For some given positive integers $$n$$, $$l$$, and $$k$$, $$n$$ is odd, I was looking for the values of $$l$$ and $$k$$ such that both $$k$$ and $$l$$ are relatively prime to $$n$$ and also satisfy $$kl \equiv 1 \pmod n$$. I got one such example given below.

My attempt (Trial): One case.

I took $$l = 2$$ and $$k = \frac{n+1}{2}$$.

Clearly, both $$2$$ and $$\frac{n+1}{2}$$ are relatively prime to $$n$$.

Also, $$2.(\frac{n+1}{2}) \equiv 1 \pmod n$$.

My Doubt (edited the question): For what pairs of $$k$$ and $$l$$ such that both are relatively prime to $$n$$, we may get $$kl\equiv 1 \pmod n$$? Any hint or suggestion is welcome. Thanks for your kind help.

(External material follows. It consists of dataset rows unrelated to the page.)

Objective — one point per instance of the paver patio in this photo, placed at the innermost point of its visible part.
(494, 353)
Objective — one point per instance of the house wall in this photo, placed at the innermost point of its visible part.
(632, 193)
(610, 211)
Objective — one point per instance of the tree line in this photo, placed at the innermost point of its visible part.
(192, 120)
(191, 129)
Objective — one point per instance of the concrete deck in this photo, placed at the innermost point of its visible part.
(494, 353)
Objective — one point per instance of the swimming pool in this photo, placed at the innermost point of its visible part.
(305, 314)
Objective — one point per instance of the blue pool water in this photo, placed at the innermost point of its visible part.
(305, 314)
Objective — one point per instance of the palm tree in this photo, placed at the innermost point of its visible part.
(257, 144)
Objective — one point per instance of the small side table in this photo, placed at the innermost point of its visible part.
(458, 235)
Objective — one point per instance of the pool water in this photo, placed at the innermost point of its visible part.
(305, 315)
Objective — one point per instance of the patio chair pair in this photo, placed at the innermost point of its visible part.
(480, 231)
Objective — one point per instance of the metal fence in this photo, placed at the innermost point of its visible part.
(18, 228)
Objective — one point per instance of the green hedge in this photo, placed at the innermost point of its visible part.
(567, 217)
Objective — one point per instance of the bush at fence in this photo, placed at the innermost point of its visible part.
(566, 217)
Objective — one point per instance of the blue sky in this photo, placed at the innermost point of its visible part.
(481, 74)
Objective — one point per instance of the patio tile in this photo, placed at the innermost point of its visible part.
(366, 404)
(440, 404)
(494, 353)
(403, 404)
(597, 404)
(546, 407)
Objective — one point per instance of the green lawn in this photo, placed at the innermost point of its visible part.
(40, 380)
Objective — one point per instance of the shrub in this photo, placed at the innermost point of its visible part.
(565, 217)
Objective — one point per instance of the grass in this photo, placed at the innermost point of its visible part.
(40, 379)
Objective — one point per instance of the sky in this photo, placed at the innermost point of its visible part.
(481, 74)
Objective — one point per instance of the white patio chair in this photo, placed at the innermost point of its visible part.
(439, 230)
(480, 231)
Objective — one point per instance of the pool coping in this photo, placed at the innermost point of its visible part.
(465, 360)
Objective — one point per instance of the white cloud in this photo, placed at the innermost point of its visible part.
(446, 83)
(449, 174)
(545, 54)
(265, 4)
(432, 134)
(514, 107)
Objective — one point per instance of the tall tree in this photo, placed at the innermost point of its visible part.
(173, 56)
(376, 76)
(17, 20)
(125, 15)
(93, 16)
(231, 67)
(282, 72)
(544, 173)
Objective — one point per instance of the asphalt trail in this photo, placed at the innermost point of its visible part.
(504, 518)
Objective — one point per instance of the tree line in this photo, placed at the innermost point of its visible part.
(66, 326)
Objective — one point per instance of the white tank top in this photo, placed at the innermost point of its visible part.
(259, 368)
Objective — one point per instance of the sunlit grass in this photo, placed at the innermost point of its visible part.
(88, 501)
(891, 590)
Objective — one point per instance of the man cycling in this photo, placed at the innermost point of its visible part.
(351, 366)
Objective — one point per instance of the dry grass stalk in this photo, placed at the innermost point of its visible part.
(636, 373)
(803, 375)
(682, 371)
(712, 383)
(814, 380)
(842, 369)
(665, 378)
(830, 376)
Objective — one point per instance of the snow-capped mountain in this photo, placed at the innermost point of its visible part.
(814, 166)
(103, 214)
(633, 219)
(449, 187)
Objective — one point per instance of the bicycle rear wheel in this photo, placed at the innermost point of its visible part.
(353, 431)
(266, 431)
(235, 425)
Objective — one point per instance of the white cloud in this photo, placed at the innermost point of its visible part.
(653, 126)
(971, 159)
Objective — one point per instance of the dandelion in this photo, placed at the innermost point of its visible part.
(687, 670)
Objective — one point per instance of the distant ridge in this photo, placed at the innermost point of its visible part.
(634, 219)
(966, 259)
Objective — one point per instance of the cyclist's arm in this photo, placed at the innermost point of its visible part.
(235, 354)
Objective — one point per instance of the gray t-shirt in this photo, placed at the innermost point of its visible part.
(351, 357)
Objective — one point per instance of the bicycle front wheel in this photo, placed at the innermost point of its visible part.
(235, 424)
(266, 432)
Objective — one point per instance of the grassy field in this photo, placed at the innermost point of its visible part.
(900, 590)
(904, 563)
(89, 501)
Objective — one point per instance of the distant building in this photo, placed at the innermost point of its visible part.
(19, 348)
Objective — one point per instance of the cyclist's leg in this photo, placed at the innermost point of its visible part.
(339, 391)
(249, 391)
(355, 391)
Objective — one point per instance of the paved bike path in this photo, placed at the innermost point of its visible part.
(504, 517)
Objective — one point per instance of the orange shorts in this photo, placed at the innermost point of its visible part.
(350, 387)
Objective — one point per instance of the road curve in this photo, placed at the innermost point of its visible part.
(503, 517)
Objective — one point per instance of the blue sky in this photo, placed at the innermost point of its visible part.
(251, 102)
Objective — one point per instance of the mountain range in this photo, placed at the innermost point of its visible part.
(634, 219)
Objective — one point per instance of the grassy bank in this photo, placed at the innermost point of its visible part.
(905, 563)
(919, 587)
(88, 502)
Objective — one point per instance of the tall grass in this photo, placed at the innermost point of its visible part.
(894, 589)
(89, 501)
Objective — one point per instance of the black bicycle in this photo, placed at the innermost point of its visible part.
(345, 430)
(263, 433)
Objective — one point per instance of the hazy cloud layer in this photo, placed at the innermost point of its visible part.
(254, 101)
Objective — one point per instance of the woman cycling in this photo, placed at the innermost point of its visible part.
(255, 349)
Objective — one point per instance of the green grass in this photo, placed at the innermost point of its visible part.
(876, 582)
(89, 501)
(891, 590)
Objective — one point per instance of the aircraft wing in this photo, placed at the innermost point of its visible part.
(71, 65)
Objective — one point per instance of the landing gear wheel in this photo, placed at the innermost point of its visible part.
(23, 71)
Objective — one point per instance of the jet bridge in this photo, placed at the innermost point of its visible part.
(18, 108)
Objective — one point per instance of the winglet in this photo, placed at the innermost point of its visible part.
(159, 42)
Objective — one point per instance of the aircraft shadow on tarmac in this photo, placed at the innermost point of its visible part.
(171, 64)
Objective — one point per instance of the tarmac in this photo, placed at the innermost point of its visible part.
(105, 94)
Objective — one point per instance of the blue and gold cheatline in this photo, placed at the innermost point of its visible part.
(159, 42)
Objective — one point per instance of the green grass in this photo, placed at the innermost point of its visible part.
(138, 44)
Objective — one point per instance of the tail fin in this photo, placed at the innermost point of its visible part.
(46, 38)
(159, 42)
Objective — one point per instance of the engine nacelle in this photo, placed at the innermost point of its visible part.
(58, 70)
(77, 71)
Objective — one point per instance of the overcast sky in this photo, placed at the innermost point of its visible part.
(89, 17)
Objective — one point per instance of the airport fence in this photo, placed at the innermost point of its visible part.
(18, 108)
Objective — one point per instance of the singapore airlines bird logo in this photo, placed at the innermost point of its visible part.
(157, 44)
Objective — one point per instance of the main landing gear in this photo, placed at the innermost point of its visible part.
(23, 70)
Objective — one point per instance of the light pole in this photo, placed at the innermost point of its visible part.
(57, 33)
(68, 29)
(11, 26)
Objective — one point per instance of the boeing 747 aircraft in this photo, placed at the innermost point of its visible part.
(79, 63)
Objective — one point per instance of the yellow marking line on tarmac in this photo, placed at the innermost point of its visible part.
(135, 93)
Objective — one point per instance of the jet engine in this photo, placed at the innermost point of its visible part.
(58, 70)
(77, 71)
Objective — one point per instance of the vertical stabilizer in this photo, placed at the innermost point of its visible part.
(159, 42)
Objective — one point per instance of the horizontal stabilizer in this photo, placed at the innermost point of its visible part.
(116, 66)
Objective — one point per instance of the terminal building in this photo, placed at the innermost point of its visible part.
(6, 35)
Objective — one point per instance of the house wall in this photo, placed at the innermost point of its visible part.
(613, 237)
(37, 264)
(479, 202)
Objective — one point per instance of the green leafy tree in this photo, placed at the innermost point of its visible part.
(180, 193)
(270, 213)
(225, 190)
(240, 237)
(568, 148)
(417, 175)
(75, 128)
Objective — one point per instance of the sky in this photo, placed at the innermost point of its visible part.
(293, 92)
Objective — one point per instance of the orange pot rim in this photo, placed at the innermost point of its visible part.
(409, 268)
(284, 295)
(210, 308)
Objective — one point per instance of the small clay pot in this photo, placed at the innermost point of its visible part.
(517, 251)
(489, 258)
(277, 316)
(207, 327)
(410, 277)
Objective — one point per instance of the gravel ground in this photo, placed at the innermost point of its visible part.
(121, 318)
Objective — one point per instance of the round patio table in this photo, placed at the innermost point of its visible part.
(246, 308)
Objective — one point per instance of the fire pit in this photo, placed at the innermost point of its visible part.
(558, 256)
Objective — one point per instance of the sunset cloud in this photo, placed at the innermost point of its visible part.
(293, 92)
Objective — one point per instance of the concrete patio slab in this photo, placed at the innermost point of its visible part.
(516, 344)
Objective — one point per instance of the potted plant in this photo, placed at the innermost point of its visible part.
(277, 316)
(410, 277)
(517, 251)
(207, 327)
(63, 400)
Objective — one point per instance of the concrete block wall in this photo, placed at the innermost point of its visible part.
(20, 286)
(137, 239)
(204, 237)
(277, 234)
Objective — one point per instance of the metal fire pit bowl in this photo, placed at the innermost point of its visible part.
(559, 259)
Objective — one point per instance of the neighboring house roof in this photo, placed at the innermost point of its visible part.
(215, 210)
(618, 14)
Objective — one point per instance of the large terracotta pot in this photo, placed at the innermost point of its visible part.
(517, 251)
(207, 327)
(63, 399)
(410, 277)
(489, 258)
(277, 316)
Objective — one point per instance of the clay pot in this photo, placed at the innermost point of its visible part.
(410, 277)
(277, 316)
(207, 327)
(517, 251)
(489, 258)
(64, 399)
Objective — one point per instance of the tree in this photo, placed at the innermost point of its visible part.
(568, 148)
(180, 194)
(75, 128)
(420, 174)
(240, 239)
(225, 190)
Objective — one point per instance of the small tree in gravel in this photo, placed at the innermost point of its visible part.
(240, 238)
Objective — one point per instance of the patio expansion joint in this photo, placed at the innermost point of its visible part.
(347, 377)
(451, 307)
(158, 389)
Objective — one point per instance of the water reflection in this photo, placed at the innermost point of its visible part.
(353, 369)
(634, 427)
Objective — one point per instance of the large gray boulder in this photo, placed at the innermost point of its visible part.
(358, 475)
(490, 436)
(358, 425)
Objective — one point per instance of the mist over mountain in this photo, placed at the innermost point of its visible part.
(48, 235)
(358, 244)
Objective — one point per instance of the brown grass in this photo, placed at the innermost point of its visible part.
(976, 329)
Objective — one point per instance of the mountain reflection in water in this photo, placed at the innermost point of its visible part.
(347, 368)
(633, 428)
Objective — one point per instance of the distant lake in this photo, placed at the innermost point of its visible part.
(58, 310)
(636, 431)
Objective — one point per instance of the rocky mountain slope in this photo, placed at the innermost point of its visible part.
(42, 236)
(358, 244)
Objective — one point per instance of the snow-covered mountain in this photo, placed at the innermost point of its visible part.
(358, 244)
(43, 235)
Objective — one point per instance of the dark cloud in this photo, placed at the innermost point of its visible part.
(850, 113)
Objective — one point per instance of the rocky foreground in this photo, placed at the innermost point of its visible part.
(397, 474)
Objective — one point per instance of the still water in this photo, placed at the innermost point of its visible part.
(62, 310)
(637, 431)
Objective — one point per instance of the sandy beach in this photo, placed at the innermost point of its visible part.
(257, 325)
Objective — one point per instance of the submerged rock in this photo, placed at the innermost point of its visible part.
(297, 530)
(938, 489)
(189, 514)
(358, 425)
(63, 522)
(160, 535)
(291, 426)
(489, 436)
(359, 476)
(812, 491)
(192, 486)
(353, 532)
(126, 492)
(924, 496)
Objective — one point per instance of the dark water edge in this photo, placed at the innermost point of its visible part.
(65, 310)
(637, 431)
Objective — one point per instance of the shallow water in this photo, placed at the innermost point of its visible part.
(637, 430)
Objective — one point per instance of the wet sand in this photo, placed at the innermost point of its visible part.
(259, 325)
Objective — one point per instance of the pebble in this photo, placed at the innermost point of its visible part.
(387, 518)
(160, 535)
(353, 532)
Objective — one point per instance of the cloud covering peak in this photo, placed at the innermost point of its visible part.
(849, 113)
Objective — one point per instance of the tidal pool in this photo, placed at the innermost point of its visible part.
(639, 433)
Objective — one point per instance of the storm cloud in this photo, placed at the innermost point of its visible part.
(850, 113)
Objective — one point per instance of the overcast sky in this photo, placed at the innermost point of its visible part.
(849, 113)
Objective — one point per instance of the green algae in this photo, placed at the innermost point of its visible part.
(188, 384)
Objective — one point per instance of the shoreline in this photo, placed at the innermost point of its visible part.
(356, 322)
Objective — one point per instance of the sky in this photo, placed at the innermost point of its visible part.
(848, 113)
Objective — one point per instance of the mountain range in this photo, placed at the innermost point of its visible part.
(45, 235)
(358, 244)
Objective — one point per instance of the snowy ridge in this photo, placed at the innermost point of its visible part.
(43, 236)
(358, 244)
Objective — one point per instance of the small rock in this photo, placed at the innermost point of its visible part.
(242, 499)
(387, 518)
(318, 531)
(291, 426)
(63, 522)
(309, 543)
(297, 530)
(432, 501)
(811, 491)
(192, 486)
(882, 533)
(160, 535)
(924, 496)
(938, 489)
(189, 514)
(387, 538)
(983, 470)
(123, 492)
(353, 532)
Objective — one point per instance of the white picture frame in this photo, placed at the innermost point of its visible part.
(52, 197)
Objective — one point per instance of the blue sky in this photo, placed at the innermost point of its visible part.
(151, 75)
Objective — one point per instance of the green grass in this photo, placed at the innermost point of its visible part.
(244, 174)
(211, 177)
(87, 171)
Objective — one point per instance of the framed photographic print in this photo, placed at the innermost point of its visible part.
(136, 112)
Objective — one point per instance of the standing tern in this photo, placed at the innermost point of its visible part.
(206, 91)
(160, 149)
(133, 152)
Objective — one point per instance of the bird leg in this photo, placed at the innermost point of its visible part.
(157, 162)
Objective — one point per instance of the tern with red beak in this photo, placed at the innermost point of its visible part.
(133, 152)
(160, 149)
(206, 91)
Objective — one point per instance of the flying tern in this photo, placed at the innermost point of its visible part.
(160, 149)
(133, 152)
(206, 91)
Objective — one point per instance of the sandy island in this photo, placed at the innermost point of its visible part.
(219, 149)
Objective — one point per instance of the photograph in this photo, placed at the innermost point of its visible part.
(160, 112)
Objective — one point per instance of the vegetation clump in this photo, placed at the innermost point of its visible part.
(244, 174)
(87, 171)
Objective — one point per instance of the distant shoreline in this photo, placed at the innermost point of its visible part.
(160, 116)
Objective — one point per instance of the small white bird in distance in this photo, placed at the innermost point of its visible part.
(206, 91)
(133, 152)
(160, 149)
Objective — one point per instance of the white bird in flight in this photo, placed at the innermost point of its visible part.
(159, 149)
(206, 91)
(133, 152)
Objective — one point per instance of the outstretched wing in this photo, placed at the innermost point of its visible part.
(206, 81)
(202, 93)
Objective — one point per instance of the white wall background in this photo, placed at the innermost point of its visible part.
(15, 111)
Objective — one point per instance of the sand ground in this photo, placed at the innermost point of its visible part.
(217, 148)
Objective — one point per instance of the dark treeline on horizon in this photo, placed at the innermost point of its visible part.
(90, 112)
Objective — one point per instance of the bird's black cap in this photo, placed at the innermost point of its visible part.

• Not following. What is given and what are you looking for? For a fixed $n$ there are many pairs of integers that multiply to $1\pmod n$. Indeed, for any $k$ with $\gcd(n,k)=1$ we can find an $l$ with $kl\equiv 1 \pmod n$.
– lulu
Dec 17, 2018 at 11:35
• @lulu For particular value of $l$, i.e., $l=2$, I need the values of $k$ satisfying the given relation. I don't want the generalized thing, just for $l = 2$. Dec 17, 2018 at 11:44
• So...you are given $l=2$ and you are given an odd $n$. Then, yes. $2\times \frac {n+1}2\equiv 1 \pmod n$. And, yes, that value is unique $\pmod n$ . If there were two then $lk_1\equiv lk_2 \pmod n\implies l(k_1-k_2)\equiv 0 \implies k_1\equiv k_2$ since $\gcd(l,n)=1$.
– lulu
Dec 17, 2018 at 11:48
• @lulu. Oh...That means we have only unique value of $k$. Can we do it for other values of $l$, like $l\neq 2$, where $l$ is written in terms of $n$? Dec 17, 2018 at 11:50
• @monalisa Yes, $\,k \equiv \ell^{-1} \equiv \dfrac{1-n\,(n^{-1}\bmod \ell)}{\ell}\pmod{\! n}\$ where the latter quotient is exact in $\,\Bbb Z.\$ For further details see inverse reciprocity. Dec 17, 2018 at 14:45

For any number $$k$$ relatively prime to $$n$$, there exists a unique $$l$$ modulo $$n$$ such that $$kl \equiv 1 \pmod{n}$$. Consider all remainders $$x$$ such that $$x$$ is relatively prime to $$n$$. As $$x$$ is relatively prime to $$n$$, so is $$kx$$. Now: $$ki \equiv kj \pmod{n} \implies i \equiv j \pmod{n}$$ as I can divide by $$k$$ knowing that $$\gcd(k,n)=1$$. Thus, for two distinct relatively prime remainders, $$x$$ and $$y$$, $$kx$$ and $$ky$$ themselves are distinct. Thus, if we multiply all distinct relatively prime remainders $$\{x_1,x_2,...,x_\phi(n)\}$$ with $$k$$, we get distinct remainders $$\{kx_1,kx_2,...,kx_\phi(n)\}$$. As there are only $$\phi(n)$$ possible distinct remainders and one of them is $$1$$ as $$\gcd(1,n)=1$$, we have one and only one value $$l = x_y$$ such that $$kl \equiv 1 \pmod{n}$$.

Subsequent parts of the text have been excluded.